The present study further documented ns-SNPs within candidate genes after evaluating DNA variations (InDel, MNV, and SNP) inside the WBP needle transcriptome. Due to changes in primary protein sequence, ns-SNPs may be more informative per site than SNPs picked up randomly. Several studies revealed that ns-SNPs are more likely to be related to specific biological functions and phenotypes [44,45]. Amino acids are commonly classified into three structural groups based on their side chain at neutral pH: nonpolar, polar but uncharged, and charged (negatively, or positively). Ns-SNPs resulting in amino acid changes between structural groups are presumed as “functional ns-SNPs” (S4 Table).

The candidate gene approach is suited for population genetic studies to detect genes underlying complex traits, i.e. traits for which single candidate genes make a small contribution. A number of candidate genes have been identified as potential targets for selection of adaptive traits in conifers [46,47]. A set of candidate genes cumulatively accounted for ~30% of the phenotypic variance in Sitka spruce cold hardiness and bud set [48]. Multiple pathogenesis-related genes were found in association with quantitative traits of P. monticola resistance to C. ribicola in the WPBR pathosystem [49,50].

With these considerations, this study documented over 22,291ns-SNPs (~22% of total SNPs) throughout the WBP transcriptome and annotated genes containing ns-SNPs (Fig 2, S1 Fig). A subset of presumed functional ns-SNPs was genotyped to understand variations of candidate genes with putative involvements in plant defence and adaptation (S4 Table). Over 50% of ns-SNPs were successfully genotyped by Sequenom technology, demonstrating their usefulness in WBP population genetics. With availability of the WBP ns-SNP resource, there is potential for a future study to reveal unique genotypes contributing to WPBR-resistance or other adaptive traits of ecological interest.

Genetic diversity and population structure

Information about the genetic diversity and population structure in the seed families collected for breeding programs is of fundamental importance for WBP improvement and subsequent restoration efforts. We evaluated genetic diversity using ns-SNPs of 71 candidate genes within and among 124 seed families, which were selected as representative of the WBP breeding materials in regions of BC, WA, and OR. As estimated by expected heterozygosity (He) and percentage of polymorphic SNP loci (P), genetic diversity levels were similar across seed (sub) zones in western North America (S6 Table). The mean He (0.35) was higher in western North American than in the Inland West (He = 0.27) where 147 samples were genotyped using 16 isozymatic loci [16]. Difference of diversity measured in case studies may be caused by different marker types, sampling sizes, and locations [25]. It awaits a more detailed study to determine whether genetic variation is truly at a higher level in western regions than the Inland West due to adaptation to different local habitats.

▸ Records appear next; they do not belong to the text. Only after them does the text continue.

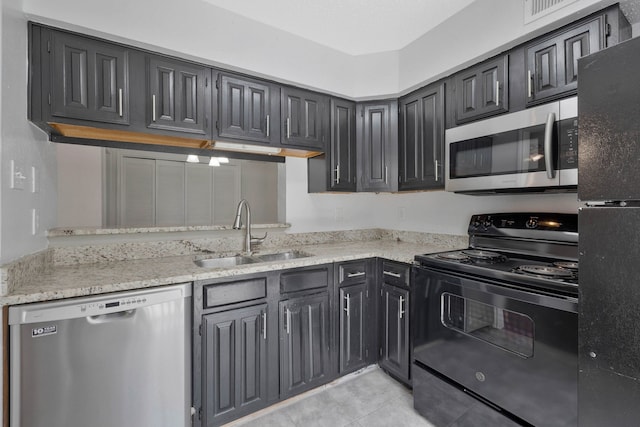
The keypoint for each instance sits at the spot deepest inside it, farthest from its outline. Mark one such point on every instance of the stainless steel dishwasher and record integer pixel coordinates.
(120, 359)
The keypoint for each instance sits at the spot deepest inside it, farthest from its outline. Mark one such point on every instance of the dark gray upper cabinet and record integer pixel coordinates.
(90, 79)
(482, 90)
(179, 96)
(304, 343)
(248, 109)
(305, 119)
(421, 139)
(378, 146)
(552, 64)
(235, 365)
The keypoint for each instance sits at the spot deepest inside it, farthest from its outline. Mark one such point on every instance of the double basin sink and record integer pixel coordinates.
(234, 260)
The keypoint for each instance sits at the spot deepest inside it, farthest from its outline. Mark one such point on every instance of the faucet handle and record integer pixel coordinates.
(258, 240)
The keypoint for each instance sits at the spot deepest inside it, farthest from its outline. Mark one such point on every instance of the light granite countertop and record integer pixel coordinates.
(66, 281)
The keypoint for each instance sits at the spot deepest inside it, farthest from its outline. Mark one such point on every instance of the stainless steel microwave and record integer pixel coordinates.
(535, 149)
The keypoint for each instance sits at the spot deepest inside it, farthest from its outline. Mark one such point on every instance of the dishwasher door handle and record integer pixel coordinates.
(111, 317)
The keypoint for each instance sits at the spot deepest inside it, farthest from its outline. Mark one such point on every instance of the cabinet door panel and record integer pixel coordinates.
(234, 365)
(245, 109)
(379, 147)
(178, 96)
(352, 333)
(305, 118)
(304, 351)
(395, 333)
(89, 80)
(482, 90)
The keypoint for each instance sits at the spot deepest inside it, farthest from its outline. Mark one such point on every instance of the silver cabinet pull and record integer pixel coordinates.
(120, 102)
(288, 321)
(347, 297)
(358, 274)
(264, 325)
(548, 145)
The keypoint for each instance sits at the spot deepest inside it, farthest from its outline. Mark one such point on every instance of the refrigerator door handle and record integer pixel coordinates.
(548, 145)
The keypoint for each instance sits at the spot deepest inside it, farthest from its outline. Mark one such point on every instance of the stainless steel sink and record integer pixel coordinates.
(229, 261)
(283, 256)
(232, 261)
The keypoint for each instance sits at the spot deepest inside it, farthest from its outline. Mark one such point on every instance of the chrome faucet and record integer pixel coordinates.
(237, 225)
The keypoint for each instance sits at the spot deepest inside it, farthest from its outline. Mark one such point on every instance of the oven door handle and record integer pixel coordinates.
(548, 145)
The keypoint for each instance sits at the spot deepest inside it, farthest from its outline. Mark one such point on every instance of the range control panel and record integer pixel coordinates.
(503, 223)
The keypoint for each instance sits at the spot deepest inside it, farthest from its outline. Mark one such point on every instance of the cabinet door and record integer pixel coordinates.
(342, 150)
(179, 96)
(552, 65)
(421, 145)
(353, 350)
(234, 363)
(395, 330)
(482, 90)
(378, 145)
(89, 80)
(305, 118)
(245, 110)
(304, 343)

A mean number of migrants (Nm = 3.092±0.192) calculated in our study was much lower than previous report on WBP populations in the Inland West (Nm = 9.354) [16]. Most conifers have shown to have a large range of numbers of migrants (Nm = 5 ~ 20) [51,52]. A relatively lower Nm value suggests a restricted gene flow, which may be due to geographical isolation and result in subpopulation structuring. Consistent with this speculation, our work found genetic structuring to be at a moderate level (Fst = 0.088) in regions of BC, WA, and OR (S7 Table), higher than previous reports measured by isozymatic loci (Fst = 0.026~0.034) [16,18].

Based on genetic distance, PCoA and UPGMA clustering clearly separated WBP populations from sampled regions into two major groups. One included northern WA and BC, and the other included southern WA and OR (Fig 3 and Fig 4), suggesting that they may have historically originated from different glacial refugia in the south and north Cascades, and Rocky Mountain Range [21,22,23]. We evaluated potential differences in spatial WBP genetic structure at fine and large scales in western North America. ANOVA showed that 24%, 4%, and 2% of the total variances were among seed families, seed (sub) zones, and regions (BC, WA, and OR), respectively (Fig 5). Bayesian clustering consistently detected two main groups and a further nine genetically distinct subgroups (GG-1 ~ GG-9) using the program STRUCTURE (Fig 7). These findings demonstrate an obvious genetic structure in WBP populations, similar to previous reports detailing large geographic scales [14,18,19].

The presence of nine genetically distinct subgroups allowed us to estimate the composition of genetic subgroups in populations. Co-occurrence of all nine genetic subgroups in SZ-2_E, SZ-4, and SZ-7_3 (Fig 1) suggests that the southern-most, middle, and northern-most regions of the Cascades may be migrant fusion zones as WBP ancestors colonized the landscapes from multiple glacial refugia post glaciation [21,22, 23]. Our genetic data appear to support many of the inferences of post-glacial colonization originally drawn from patterns of mtDNA and cpDNA, which suggests that the northern Cascades in the US have been recently colonized from southern and western refugia [23]. The genotypes belonging to GG-1, GG-5, GG-7, GG-8, and GG-9 were mainly distributed in southern regions (SZ-4 to SZ-8) while the GG-4 genotypes were mainly distributed in the northern regions (SZ-1 to SZ-3, and BC) (Fig 1), suggesting that the region between SZ-3 and SZ-4 (around 46 degrees latitude) with extension to Columbia Gorge may be a major barrier to gene flow. This might also explain the drop in genetic diversity in northern WA and BC regions.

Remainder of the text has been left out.